Relative proportion of phytoplankton communities that appeared at each survey point in Yeongnang Lake (Chl: Chlorophyta, Eug.: Euglenophyta, DIn: Dinophyta, Cry.: Cryptophyta Bac: Bacillariophyta. Same as below).

Seventy-one phytoplankton species were identified in the river (Station R), with Chlorophyta (33 species) and diatoms (30 species) being the dominant taxonomic groups. Euglenophyta (six species), Charophyta, and Heterokontophyta (one species) were also observed. Interestingly, dinoflagellates and cryptophytes were found exclusively in Yeongrang Lake, while Charophyta and Heterokontophyta were found only in the river, clearly demonstrating distinct taxonomic compositions based on the habitat environment.

Number of Species Occurring by Station and Season

The total number of species observed per sampling station was the highest at St. 1 and St. 4 (52 species each) and the lowest at St.2 (47 species). The river station (R) contains 71 species. Seasonally, species occurrence ranged from 4 to 18 species. In the surface layer, the highest number of species (14) was observed in autumn, whereas in the bottom layer, the highest number (17) was observed in spring. The river station had the highest number of species (49) in the spring.
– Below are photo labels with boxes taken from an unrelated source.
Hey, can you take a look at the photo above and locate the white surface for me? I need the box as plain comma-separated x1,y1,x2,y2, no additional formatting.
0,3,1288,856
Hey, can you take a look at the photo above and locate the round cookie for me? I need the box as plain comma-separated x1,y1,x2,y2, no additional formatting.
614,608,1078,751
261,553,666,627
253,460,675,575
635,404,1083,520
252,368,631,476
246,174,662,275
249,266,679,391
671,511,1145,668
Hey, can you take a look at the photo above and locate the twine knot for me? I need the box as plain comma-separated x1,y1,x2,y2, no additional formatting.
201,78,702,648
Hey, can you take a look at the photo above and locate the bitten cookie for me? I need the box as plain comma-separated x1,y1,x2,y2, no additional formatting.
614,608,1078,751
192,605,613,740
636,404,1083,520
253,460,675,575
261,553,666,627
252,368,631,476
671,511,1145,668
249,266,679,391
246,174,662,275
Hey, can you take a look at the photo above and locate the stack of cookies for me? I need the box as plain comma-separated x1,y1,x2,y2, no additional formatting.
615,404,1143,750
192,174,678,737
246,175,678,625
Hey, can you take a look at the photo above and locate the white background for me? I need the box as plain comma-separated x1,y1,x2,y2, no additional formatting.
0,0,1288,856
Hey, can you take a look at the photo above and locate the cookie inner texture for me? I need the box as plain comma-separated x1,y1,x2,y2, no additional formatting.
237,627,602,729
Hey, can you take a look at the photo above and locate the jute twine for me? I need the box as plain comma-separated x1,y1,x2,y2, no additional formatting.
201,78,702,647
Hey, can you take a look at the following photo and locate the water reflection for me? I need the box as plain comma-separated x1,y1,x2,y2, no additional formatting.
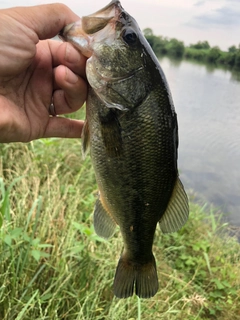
160,57,240,225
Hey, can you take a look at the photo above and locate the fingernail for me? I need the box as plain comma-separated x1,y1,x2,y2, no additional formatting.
66,69,78,84
65,43,80,64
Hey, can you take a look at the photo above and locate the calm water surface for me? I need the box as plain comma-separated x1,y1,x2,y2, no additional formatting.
160,57,240,226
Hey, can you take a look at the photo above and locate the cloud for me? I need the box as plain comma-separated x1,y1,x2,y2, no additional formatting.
194,1,206,7
189,5,240,27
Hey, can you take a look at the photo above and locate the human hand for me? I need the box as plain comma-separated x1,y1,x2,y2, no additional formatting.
0,4,87,142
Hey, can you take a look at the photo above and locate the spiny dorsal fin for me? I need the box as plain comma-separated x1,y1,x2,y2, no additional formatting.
159,178,189,233
82,119,90,157
93,199,116,238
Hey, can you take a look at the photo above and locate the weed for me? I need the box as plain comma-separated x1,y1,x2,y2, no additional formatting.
0,133,240,320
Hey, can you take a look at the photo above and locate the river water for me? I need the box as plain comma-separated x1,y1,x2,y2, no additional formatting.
159,57,240,226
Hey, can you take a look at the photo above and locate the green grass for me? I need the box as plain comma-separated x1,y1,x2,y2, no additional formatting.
0,114,240,320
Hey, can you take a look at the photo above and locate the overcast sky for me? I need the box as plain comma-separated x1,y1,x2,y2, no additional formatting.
0,0,240,50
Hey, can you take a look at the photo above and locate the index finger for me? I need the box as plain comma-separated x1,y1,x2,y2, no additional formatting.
6,3,80,40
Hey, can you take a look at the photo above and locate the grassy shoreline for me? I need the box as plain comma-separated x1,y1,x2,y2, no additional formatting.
0,139,240,320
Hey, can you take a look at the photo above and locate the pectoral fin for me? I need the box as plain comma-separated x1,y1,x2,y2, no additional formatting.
82,119,90,157
93,199,116,238
100,109,123,157
159,178,189,233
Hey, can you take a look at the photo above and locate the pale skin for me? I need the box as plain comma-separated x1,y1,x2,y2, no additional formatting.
0,4,87,143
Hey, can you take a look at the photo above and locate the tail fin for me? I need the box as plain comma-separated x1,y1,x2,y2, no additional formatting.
113,255,158,298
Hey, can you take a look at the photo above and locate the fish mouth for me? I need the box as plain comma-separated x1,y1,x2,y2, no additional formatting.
59,0,127,58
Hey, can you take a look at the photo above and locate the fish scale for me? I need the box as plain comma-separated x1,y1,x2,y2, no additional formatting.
61,1,189,298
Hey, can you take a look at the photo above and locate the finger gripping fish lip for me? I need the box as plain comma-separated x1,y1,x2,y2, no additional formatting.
61,1,189,298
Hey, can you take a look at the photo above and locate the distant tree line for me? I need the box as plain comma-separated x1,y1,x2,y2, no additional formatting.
143,28,240,69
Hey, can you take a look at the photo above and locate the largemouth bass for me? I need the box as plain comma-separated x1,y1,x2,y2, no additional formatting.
60,0,189,298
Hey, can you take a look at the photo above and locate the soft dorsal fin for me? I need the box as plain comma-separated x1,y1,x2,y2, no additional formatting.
159,178,189,233
93,199,116,239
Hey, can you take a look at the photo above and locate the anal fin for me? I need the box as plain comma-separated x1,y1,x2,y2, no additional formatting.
93,199,116,239
113,253,158,299
159,178,189,233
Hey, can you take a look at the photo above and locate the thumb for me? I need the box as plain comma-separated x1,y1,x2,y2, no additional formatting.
6,3,80,40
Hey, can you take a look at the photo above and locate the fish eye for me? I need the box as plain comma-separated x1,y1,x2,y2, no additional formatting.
122,28,138,46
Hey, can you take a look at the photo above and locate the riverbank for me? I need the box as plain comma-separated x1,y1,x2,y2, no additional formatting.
143,28,240,70
0,124,240,320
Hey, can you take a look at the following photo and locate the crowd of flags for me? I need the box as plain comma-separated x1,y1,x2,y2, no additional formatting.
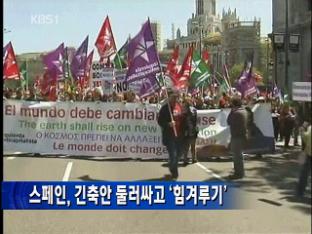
3,16,280,100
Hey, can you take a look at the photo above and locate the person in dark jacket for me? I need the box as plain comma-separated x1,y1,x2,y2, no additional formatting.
183,97,198,165
158,91,185,179
227,96,247,179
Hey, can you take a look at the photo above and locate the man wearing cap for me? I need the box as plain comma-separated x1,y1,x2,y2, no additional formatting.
158,90,185,179
227,95,247,179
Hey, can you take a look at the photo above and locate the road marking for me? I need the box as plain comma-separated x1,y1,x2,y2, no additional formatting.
195,162,225,181
63,162,73,181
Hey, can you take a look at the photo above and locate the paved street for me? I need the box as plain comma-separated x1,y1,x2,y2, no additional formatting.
3,143,311,234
Major Dominant Genera and Common Species Between River and Lake

The diatom Chaetoceros (13 species) was the most frequently observed genus in Yeongrang Lake, followed by Nitzschia (12 species), Navicula and Gyrosigma (seven species each), the dinoflagellate Prorocentrum (six species), Protoperidinium, and the diatom Rhizosolenia (five species each). In the river, the Chlorophyta genus Scenedesmus (15 species) was the most dominant, followed by Navicula (six species), Monoraphidium, Aulacoseira, and Nitzschia (four species each).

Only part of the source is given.